14Ainsi, pour comprendre l’impact du néolibéralisme sur l’État social, les deux éléments précités (propriétaire/concurrence) devraient être articulés pour identifier les espaces où la concurrence associée à la toute-puissance du propriétaire grignote les droits du citoyen-travailleur. Droits intimement liés à l’État social. En creux, cette démarche permettrait de déterminer comment l’État a restructuré son action et son budget pour organiser la toute-puissance du propriétaire-consommateur. Dans ce contexte, formaliser plus clairement le concept de néolibéralisme nous semble important pour en identifier les ressorts et répondre à la question initiale : « Le néolibéralisme a-t-il tout emporté ? » Notre réponse ne tranche pas et le cadre théorique proposé par Ramaux, les éléments présents dans son livre nous orientent plutôt vers une réponse bifide. Selon les perspectives, soit il n’a pas tout emporté, soit il ne laisse pas grand-chose.
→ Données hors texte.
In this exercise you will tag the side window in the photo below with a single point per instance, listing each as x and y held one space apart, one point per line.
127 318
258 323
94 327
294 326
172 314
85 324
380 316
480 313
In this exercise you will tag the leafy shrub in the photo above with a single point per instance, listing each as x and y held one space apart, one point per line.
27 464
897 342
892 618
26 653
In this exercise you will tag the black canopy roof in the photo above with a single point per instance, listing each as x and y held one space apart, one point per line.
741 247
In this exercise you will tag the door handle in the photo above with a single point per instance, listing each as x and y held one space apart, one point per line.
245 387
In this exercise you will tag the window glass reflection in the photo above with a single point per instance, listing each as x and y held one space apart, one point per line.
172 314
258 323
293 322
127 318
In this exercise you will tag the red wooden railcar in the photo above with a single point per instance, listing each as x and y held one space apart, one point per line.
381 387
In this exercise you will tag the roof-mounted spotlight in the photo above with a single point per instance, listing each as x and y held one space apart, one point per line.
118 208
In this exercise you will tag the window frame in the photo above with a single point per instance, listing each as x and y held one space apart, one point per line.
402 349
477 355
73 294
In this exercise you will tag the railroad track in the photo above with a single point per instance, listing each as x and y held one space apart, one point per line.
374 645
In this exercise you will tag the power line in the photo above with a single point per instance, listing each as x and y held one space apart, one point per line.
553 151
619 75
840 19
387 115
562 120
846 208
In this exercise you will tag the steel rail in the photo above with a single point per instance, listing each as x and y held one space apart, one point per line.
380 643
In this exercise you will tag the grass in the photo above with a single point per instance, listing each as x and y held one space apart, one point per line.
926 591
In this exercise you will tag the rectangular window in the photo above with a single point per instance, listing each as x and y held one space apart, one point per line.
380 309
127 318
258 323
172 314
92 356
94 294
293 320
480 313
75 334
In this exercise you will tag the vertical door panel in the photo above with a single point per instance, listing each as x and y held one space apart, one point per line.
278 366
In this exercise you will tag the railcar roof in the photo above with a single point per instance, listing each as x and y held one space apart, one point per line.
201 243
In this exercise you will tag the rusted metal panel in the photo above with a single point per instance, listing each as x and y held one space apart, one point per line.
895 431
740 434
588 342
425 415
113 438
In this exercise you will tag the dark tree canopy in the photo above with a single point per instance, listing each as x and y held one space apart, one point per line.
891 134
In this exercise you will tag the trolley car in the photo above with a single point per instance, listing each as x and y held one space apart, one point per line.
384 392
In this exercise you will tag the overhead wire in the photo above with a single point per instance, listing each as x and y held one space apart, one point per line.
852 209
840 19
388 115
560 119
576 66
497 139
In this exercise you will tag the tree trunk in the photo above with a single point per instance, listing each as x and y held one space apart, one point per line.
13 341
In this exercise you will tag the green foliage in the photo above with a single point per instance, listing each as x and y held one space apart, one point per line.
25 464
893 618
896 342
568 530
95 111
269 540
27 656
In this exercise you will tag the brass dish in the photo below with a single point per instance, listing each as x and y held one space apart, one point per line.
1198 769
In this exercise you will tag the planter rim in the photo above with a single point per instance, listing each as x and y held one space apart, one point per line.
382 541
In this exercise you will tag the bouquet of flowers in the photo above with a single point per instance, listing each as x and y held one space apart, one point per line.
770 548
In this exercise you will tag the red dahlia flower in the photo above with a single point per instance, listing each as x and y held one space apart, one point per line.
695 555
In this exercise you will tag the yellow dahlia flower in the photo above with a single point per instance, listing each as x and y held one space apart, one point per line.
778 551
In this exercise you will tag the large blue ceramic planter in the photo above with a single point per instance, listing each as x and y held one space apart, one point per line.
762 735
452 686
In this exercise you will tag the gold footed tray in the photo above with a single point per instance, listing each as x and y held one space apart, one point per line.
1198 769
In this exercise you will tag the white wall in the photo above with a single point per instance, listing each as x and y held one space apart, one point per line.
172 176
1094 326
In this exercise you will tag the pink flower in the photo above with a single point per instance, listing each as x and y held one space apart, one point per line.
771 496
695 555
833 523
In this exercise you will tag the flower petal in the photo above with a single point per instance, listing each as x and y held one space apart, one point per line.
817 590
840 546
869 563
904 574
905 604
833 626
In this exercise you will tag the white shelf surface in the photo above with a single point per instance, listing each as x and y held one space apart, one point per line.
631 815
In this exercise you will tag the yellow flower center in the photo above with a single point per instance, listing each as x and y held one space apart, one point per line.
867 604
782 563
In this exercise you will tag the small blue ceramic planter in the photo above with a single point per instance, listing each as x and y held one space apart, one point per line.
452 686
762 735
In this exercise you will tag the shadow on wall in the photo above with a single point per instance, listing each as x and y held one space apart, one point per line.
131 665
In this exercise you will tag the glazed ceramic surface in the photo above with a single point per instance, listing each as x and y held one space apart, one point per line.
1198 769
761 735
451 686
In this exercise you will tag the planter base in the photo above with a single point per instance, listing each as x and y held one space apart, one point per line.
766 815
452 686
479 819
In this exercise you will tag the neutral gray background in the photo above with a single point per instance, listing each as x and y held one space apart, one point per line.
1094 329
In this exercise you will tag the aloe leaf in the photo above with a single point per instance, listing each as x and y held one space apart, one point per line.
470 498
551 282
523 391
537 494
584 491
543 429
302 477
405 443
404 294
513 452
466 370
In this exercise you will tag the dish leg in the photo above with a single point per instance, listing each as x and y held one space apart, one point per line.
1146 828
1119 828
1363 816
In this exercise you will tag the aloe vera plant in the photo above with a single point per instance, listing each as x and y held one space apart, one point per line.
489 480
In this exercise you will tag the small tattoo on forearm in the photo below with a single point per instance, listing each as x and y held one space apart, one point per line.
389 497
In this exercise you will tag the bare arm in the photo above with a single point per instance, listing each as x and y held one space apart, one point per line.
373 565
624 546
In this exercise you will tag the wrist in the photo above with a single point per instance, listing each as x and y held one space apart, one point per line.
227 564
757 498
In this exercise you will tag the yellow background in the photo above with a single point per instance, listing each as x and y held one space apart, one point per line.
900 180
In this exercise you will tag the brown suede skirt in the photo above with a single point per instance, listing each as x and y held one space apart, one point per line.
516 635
15La perspective quantitative (malgré nos réserves sur l’utilisation des données quantitatives) présentée dans la deuxième partie et la présence du droit du travail semblent pencher pour son maintien. En revanche, « qualitativement », l’État social souffre énormément. La concurrence généralisée conduit au malaise que Dejours [4] et Linhart [5] présentent. Le bien-être du citoyen-travailleur se dilue, ses souffrances ne se trouvent plus au centre des attentions politiques et la portée de sa voix faiblit. La politique monétaire n’est plus soumise à l’approbation du peuple (cf. supra), la représentation des travailleurs se rétracte et l’influence du new public management s’attaque aux derniers remparts où l’autogestion [6] prévalait encore (l’université par exemple). « Qualitativement » l’État social a fortement reculé et le néolibéralisme l’a passablement emporté. Ainsi, pour répondre à la question initiale, les perspectives « quantitatives et qualitatives » doivent être spécifiées et articulées pour saisir tout le contraste des réalités.

16Les Trente Glorieuses, rêve ou cauchemar ? Le titre volontairement provocateur ne traduit certainement pas la vision de l’auteur. La question qu’il pose ne porte ni sur le rêve ni sur le cauchemar, il dénonce simplement la « lecture enchanteresse des Trente Glorieuses » [p. 109] : « […] durant celles-ci, non seulement le niveau de vie était plus faible qu’aujourd’hui, mais le taux de pauvreté était beaucoup plus élevé » [p. 110]. Ces phrases relativisent la vision enjouée des Trente Glorieuses pour mettre en valeur la persistance et l’importance de l’État social au xxie siècle. Nous ne contestons pas cette réalité, mais nous comprenons difficilement, par rapport à la problématique de l’ouvrage, l’intérêt de la comparaison et de la méthode retenue pour comparer.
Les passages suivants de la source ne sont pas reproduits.